How many fears have I overcome? It doesn't feel like many. But I don't scream at bugs any more, and I enjoy thundrestorms. How many shooting stars have I seen? Or rainbows? More rainbows, for sure.

And how much do I still have ahead of me? How many kisses have I not given yet, stories haven't I written, jokes haven't I cracked? How many comments haven't I left on other people's journals yet? How many times will I vote, and will I ever be on the winning side? Will I ever be able to eat salmon again without getting sick? Or learn how to make sushi? Or really perfect the tree posture, or go to Europe, or try mushrooms, or grow a rosebush, or... I don't know.

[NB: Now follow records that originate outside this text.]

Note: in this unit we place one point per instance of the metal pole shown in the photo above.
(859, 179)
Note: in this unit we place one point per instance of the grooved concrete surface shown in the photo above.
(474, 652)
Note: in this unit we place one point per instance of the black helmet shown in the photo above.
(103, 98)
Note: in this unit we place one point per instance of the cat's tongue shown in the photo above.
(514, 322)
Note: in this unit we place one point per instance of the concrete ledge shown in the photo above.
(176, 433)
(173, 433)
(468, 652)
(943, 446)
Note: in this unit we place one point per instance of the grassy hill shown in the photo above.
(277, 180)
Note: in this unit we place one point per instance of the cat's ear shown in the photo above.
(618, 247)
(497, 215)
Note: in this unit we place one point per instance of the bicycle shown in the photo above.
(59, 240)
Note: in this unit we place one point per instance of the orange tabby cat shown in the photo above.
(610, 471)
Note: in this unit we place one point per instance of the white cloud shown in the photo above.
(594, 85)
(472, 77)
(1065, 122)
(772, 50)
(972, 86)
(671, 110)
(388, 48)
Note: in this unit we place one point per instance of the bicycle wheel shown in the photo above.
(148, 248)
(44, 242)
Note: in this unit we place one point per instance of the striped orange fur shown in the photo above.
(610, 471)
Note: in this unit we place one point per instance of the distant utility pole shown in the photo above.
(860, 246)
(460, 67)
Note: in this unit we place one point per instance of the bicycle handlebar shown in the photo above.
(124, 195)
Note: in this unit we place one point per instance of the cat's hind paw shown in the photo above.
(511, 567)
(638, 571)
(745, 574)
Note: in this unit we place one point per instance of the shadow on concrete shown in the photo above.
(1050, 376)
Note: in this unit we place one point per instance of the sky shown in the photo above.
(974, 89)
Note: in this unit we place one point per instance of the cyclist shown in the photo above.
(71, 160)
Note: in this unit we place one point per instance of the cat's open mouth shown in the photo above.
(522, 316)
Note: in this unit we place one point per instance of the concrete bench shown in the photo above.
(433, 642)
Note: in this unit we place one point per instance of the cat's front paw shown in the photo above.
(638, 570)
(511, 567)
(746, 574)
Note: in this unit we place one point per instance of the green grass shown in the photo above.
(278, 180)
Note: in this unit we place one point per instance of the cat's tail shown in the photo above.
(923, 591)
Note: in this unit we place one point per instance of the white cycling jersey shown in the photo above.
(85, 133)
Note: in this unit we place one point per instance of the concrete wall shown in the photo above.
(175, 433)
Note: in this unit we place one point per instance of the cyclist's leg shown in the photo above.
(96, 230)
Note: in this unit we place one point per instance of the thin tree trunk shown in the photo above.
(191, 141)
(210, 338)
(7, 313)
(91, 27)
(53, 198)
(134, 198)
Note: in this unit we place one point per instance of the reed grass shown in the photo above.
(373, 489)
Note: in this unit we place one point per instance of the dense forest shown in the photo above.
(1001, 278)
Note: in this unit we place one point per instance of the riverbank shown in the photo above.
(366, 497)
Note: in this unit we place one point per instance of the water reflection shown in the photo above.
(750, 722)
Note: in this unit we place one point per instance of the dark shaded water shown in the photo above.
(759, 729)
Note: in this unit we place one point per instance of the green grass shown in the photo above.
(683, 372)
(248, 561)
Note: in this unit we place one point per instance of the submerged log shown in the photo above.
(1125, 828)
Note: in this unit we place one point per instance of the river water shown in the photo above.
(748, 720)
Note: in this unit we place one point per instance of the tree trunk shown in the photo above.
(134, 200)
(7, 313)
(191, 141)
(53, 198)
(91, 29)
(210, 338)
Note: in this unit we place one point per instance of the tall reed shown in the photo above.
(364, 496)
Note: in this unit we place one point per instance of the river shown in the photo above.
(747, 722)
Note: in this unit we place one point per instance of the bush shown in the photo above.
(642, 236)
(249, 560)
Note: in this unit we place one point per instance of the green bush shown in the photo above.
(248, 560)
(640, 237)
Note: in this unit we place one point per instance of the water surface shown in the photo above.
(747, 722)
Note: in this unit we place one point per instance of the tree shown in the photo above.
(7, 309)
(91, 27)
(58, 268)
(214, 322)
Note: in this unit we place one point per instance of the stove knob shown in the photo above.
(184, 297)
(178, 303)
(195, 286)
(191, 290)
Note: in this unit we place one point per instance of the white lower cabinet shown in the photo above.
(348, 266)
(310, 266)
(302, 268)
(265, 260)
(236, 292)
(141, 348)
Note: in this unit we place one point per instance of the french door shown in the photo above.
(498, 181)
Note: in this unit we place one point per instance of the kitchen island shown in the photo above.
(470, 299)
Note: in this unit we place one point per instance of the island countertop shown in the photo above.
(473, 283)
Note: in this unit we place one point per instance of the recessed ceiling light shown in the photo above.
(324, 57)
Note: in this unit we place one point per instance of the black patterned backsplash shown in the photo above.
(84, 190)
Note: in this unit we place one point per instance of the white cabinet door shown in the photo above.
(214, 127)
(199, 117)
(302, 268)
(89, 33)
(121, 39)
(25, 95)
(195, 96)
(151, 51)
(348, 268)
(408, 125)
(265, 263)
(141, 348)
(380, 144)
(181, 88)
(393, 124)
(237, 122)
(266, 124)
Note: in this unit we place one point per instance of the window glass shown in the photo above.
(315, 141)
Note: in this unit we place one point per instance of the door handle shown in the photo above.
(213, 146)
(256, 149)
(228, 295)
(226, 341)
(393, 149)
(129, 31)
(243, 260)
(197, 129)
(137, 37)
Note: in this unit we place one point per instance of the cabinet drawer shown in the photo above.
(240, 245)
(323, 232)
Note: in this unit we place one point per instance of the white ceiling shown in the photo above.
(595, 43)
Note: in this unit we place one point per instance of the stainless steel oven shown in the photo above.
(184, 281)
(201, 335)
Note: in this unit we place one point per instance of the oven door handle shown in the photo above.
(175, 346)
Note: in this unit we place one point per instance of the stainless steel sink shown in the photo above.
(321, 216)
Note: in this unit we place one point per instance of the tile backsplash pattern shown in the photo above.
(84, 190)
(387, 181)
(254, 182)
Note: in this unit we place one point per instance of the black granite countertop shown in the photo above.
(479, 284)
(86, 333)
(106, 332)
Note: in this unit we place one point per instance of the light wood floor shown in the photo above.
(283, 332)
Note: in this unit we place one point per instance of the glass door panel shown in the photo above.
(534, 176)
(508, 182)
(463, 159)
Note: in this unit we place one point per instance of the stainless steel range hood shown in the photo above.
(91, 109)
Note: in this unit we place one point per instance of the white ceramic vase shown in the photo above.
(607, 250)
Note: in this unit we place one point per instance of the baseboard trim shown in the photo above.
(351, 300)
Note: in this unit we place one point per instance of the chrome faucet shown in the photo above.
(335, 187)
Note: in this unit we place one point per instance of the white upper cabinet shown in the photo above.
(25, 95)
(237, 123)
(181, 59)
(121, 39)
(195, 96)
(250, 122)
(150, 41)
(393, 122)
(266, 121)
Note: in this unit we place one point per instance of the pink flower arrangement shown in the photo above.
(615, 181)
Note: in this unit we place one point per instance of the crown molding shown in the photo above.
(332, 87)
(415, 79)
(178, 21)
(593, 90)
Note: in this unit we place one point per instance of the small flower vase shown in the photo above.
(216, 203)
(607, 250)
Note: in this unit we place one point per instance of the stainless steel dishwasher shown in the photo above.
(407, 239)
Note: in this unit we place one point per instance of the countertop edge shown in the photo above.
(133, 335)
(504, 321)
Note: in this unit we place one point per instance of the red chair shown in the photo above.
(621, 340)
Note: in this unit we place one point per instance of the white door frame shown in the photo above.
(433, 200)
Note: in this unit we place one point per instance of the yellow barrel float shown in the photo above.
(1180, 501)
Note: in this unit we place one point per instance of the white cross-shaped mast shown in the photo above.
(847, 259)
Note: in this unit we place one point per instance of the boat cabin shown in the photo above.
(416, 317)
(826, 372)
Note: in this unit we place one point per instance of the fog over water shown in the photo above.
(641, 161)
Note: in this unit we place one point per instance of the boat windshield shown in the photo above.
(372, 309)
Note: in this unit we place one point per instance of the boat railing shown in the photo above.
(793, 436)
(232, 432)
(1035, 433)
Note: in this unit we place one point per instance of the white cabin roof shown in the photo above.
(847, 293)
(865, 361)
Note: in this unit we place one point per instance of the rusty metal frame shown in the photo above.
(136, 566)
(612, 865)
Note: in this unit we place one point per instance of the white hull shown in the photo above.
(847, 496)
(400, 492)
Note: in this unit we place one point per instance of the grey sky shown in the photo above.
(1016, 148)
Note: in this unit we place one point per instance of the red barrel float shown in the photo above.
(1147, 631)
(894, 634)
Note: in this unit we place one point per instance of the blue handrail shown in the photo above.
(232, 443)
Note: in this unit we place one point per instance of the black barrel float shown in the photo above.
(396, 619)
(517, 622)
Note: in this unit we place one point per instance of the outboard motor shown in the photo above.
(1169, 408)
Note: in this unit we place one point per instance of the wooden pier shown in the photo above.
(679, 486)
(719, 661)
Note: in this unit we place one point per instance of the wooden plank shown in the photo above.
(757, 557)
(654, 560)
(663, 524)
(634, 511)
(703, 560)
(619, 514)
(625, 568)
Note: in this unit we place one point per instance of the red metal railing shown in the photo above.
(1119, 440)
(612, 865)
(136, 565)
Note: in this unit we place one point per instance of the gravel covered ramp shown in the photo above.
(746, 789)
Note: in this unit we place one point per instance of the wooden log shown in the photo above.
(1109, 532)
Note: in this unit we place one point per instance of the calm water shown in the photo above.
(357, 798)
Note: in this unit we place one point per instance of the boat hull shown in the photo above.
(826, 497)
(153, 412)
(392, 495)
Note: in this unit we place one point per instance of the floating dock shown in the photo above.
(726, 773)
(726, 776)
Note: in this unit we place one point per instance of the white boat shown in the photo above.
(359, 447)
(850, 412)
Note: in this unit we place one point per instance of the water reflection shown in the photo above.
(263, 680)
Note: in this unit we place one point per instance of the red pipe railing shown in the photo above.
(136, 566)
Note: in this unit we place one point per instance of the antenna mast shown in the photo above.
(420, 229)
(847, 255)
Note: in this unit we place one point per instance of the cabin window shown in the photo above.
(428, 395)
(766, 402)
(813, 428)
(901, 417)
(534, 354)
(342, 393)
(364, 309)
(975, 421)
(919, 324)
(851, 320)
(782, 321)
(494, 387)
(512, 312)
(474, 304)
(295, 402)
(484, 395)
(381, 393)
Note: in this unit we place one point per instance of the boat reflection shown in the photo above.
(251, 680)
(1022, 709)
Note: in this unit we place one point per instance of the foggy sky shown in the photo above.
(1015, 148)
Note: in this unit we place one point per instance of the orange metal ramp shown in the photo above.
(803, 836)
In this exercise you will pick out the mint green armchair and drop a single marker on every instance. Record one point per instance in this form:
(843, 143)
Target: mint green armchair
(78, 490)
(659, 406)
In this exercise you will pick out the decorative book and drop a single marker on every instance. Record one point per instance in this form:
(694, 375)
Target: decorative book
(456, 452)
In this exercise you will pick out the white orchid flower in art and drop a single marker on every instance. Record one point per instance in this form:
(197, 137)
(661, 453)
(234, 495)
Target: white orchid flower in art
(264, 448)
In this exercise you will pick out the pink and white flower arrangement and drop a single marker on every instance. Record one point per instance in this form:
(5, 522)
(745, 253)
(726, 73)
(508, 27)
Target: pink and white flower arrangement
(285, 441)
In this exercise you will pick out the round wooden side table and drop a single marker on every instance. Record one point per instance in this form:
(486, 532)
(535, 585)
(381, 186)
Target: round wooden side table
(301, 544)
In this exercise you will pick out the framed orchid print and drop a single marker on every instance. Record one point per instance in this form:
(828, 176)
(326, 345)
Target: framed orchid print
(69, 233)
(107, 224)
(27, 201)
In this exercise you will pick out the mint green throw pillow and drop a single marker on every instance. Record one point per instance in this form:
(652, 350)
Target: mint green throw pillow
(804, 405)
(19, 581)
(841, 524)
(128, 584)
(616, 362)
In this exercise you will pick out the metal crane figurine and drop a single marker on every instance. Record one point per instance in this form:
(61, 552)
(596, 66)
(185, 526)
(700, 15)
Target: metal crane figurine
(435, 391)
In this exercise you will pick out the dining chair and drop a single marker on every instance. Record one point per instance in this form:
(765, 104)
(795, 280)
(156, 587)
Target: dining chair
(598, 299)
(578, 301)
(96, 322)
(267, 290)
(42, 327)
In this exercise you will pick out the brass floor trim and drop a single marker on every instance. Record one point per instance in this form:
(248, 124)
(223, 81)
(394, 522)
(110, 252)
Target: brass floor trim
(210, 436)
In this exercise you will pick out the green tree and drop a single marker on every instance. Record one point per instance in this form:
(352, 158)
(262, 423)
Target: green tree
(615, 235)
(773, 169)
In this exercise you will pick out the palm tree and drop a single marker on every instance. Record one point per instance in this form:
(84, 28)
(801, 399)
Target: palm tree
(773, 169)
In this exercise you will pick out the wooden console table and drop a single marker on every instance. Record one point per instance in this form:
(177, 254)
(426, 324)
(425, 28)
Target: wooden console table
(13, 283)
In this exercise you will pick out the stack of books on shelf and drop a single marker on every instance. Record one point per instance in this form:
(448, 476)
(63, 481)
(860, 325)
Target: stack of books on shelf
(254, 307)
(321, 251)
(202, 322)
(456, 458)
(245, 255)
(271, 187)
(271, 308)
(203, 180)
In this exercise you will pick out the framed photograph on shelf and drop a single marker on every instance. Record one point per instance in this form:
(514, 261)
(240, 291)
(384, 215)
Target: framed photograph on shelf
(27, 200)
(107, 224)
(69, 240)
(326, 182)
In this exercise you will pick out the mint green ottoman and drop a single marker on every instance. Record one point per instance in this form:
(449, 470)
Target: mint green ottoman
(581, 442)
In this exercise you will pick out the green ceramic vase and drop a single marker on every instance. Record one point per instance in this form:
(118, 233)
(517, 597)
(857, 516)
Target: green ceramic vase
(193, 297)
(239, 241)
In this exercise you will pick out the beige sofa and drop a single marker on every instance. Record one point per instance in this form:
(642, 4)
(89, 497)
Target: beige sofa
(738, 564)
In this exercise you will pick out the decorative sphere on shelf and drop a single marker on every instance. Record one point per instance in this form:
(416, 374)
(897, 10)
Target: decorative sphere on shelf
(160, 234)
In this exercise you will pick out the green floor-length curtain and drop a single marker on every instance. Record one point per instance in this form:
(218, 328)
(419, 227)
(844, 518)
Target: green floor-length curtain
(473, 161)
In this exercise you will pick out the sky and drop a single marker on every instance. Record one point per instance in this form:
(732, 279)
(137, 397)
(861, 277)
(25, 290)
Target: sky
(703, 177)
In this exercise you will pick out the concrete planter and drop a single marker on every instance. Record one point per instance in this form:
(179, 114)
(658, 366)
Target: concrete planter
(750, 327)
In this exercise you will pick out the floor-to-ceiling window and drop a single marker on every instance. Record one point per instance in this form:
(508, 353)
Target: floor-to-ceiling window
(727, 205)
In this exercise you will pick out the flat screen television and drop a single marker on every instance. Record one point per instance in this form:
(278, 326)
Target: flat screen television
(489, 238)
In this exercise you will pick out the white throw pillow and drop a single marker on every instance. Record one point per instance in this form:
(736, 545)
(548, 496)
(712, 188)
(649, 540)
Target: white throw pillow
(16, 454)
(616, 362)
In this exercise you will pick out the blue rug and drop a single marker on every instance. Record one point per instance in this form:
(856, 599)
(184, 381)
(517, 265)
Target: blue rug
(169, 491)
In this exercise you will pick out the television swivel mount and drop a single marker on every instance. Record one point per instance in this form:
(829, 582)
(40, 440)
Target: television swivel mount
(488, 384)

So much to do. And really, twenty's a good age to be. Out of the teens, and all that angst and stuff with it. Not old, though. Life spans being what they are, I could be just a quarter through my life right now. (Knowing my family's medical history, I've got about a 50% chance of dying in my 60s. So it could be a third through. Still.) And I'm not even there yet, I've got-- what, seventeen days to go? Yeah.

July 19th. Seventeen days to go. I'm only going to be a teenager for a little over two more weeks. What should I do?! :3

Comments

[identity profile] alitaorg.livejournal.com wrote:
Jul. 3rd, 2005 07:03 am (UTC)
it's a fun milestone, isn't it?

i'm turning twenty-five in november, and i'm looking forward to it. even though it's a big number. half a century. oooo.